BoJ widens yield target range
There was no change to the short-term policy rate of -0.1% and the Bank maintained its easing bias in its statement. In fact, the BoJ is planning on buying more Japanese Government Bonds (JGB) in the next quarter, boosting its monthly purchases from 7.3 trillion yen to 9 trillion yen.
- Bank of Japan makes surprise tweak to its YCC policy, insists it’s not tightening
- Dollar slumps 3% against yen, Nikkei plunges as markets see move as exit from stimulus
- Gold supported as broader market mood remains downbeat
Far from signalling that this is the beginning of the end of unconventional means to lift inflation, the BoJ is going out of its way to portray today’s decision as a necessary step to make its current policy mix more sustainable. The yen has been obliterated against the US dollar in 2022 as sovereign bond yields around the world have surged on the back of central bank tightening, of which the Bank of Japan has been an outlier and has ended up owning more than half of all outstanding JGBs by trying to defend its upper yield target.
However, with Kuroda’s term set to expire in April next year, investors are drawing the conclusion that the Governor is paving the way for his successor to introduce more substantial policy tweaks in the next 12 months.

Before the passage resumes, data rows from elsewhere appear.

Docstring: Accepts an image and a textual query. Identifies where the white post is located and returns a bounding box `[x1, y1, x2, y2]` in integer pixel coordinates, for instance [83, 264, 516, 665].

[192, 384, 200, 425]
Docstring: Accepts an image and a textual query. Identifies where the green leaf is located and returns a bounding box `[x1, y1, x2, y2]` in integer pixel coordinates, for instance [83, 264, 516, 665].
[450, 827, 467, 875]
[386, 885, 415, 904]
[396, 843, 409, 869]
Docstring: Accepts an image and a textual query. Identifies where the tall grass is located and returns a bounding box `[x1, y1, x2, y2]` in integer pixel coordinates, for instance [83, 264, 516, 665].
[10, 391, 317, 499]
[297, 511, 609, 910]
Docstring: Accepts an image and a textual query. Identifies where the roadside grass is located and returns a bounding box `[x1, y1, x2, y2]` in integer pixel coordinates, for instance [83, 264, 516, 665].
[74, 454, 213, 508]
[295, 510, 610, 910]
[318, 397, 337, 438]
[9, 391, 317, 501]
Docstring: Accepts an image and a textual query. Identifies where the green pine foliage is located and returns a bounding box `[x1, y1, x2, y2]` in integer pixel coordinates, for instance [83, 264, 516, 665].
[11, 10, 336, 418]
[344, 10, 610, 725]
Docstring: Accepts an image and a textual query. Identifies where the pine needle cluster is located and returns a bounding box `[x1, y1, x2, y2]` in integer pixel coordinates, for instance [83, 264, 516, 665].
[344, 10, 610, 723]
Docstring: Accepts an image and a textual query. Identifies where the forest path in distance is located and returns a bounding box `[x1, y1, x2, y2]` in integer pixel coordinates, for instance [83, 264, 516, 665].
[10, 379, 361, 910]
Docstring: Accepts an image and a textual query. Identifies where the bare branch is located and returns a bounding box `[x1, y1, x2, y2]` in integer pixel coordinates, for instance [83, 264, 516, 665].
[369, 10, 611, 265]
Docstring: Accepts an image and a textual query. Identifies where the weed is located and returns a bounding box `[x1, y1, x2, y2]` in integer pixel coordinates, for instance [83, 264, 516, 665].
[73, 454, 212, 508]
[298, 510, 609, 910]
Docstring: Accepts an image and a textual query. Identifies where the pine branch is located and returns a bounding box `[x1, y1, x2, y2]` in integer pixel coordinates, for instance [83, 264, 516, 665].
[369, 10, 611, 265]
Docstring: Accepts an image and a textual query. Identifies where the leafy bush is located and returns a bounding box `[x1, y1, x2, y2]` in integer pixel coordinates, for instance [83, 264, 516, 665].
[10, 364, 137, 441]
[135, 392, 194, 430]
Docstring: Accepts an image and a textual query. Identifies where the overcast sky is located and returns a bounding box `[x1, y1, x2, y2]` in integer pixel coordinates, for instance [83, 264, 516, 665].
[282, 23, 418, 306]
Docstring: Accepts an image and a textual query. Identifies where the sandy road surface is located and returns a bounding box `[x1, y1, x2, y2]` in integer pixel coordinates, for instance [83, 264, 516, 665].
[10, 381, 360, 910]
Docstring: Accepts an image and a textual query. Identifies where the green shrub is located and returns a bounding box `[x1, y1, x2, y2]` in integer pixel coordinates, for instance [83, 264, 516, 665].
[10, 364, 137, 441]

Yen shines, adding to dollar’s woes
The yen shot higher across the board in the FX market after the announcement as investors were taken by surprise by the timing. Only a few analysts thought a policy adjustment was imminent and most traders expected the pivot to come after Kuroda’s departure. The dollar has crashed below 133 yen, hitting an intra-session four-month low of 132.08 yen. The euro and pound also fell by more than 3% versus the yen, while the aussie’s and kiwi’s losses were closer to 3.5%.
The antipodean currencies underperformed against their US counterpart too. The Australian dollar had a wobble after the minutes of the RBA’s last meeting revealed policymakers thought about pausing in December, while the New Zealand dollar came under pressure from a plunge in business confidence in the ANZ’s December survey.
The euro and pound on the other hand edged higher as the dollar’s post-Fed rebound faltered even as Treasury yields rose for a second day. The US 10-year yield brushed a three-week high earlier in the day but growing recession fears seem to be weighing more heavily on the greenback following last week’s dismal flash PMIs.
Equities remain in the doldrums
Equity markets are also struggling after the S&P 500 ended in the red for the fourth straight session on Monday. Disney and Meta were some of the big stocks pulling the market lower as the former’s new Avatar sequel disappointed at the box office and the latter is facing huge antitrust fines from the European Union. Even Tesla finished lower as its shares gave up earlier gains that came after Twitter users voted for Elon Musk to step down as CEO of the social media platform.
US futures are somewhat more mixed today but with not a great deal on the agenda, it’s hard to see sentiment shifting drastically before Friday’s PCE inflation numbers.
In Asia, losses in Tokyo dragged the region lower. The Nikkei 225 index closed down by 2.5% as long-term borrowing costs in Japan jumped to the highest since 2015, with the 10-year JGB yield reaching 0.47% at one point after the BoJ raised the cap to 0.50%. Meanwhile, Chinese stocks extended their losses amid ongoing worries about business disruptions from surging Covid cases and how authorities might respond to the latest outbreaks.
Gold tests $1,800 level
This uncertainty combined with deepening concerns about a recession in the US and globally are bolstering the safe-haven gold. The precious metal is back above $1,800/oz today and approaching last week’s 5½-month highs. Whilst the weaker dollar is certainly helping, gold’s rebound comes alongside the uptick in bond yields, suggesting that investors are getting gloomier about the outlook on fears that the Fed and other central banks are overtightening.